A Marvel criou no cinema uma fórmula que deu certo. E dentro de um planejamento de 10 anos, divididos em três fases, concretizou seu Universo Cinemático. Nada do que ela fez dentro desse período foi decidido da noite para o dia. Foi um planejamento de longa data, moldado e adaptado conforme o interesse do público e dos fãs, até encontrar seu tom. Tudo muito sutil, mas feito com cuidado e uma filosofia única em foco: lucrar respeitando o próprio legado.

Demorou para a DC/Warner resolver fazer o mesmo no cinema, já que nos video-games e na televisão, por exemplo, essa universo já existe e é sólido, como os jogos Injustice e DC Universe, e com seriados como Arrow, The Flash e Supergirl. A diferença é que a DC se atrasou demais no processo de expansão desse universo para o cinema, e por isso tem colocado os pés na frente das mãos. 

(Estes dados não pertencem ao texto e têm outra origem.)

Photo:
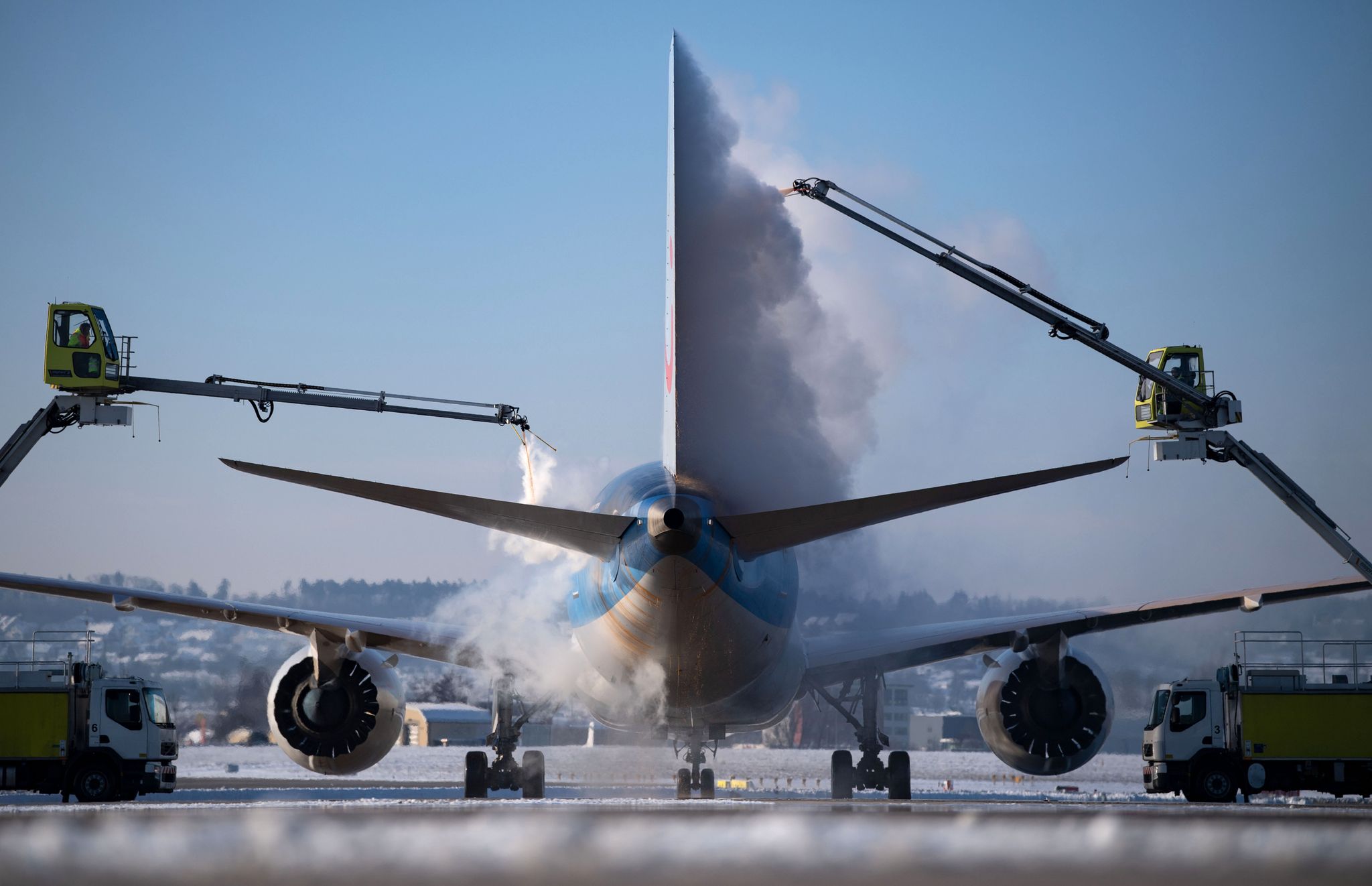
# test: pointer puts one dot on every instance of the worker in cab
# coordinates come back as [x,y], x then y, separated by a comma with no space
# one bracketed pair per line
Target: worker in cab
[81,338]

Mesmo Homem de Aço (Man Of Steel, 2013), de Zack Snyder, ter sido um fracasso de crítica, a Warner se aproveitou do razoável sucesso de público para tão logo divulgar sua continuação direta, e de última hora fazê-la o grito de largada do seu universo cinemático próprio. Os erros de Homem de Aço poderiam ter sido usados como experiências do que não devia ter sido feito em Batman vs. Superman, como manter Zack Snyder na direção, por exemplo. Mas ele não apenas foi mantido e cometeu os mesmos equívocos, como também irá dirigir A Liga da Justiça, o maior investimento do estúdio e a principal razão de existência de todo esse universo que ela tenta criar a tropeços e solavancos. Por isso que tem valido a máxima "errar uma vez é humano, contratar Zack Snyder de novo foi burrice, e mantê-lo será suicídio".

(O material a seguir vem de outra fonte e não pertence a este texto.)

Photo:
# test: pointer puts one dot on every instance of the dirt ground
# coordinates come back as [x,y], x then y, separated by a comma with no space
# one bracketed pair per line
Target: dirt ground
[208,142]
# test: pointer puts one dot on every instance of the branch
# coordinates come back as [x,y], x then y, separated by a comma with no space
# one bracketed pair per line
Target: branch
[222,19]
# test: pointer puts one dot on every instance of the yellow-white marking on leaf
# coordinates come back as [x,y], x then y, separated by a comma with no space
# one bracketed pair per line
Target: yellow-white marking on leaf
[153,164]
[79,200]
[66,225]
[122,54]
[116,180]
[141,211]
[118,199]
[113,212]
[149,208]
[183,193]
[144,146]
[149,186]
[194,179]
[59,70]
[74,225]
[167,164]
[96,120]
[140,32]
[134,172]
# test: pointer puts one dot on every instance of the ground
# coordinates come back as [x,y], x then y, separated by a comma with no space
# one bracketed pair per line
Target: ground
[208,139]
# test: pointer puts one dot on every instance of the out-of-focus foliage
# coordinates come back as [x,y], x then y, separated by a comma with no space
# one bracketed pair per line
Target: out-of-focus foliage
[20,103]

O prematuro Universo da DC no cinema tem sido marcado por decisões sem foco, levando essa investida da Warner a um caminho sem rumo, eira ou beira, restando a Esquadrão Suicida e ao aguardadíssimo filme solo de Mulher-Maravilha, a tentativa de capturar um novo fôlego e reacender o interesse de um público que já está desinteressado, mesmo que ainda preencha as salas de cinema por pura curiosidade e minguadas expectativas.

Nada seria mais interessante do que uma história em que grandes criminosos sejam recrutados para missões que heróis deveriam ser poupados. O nome da equipe não seria mais apropriado, e a DC a mais coerente a ter uma equipe assim, já que o selo é marcado por vilões cujas personalidades psicóticas tendem a ser muito mais interessantes do que a de seus heróis.

Aqui a história já entra na proposta do universo, com início a partir dos eventos de Batman vs. Superman, no qual Amanda Waller (Viola Davis) discursa sobre a vulnerabilidade de todos após a suposta morte de Superman. Com a ajuda de Batman e de meta-humanos, como The Flash, conseguiu capturar alguns dos maiores criminosos do país, pois pretende recrutá-los para um programa secreto de segurança do Governo, no qual ela é responsável.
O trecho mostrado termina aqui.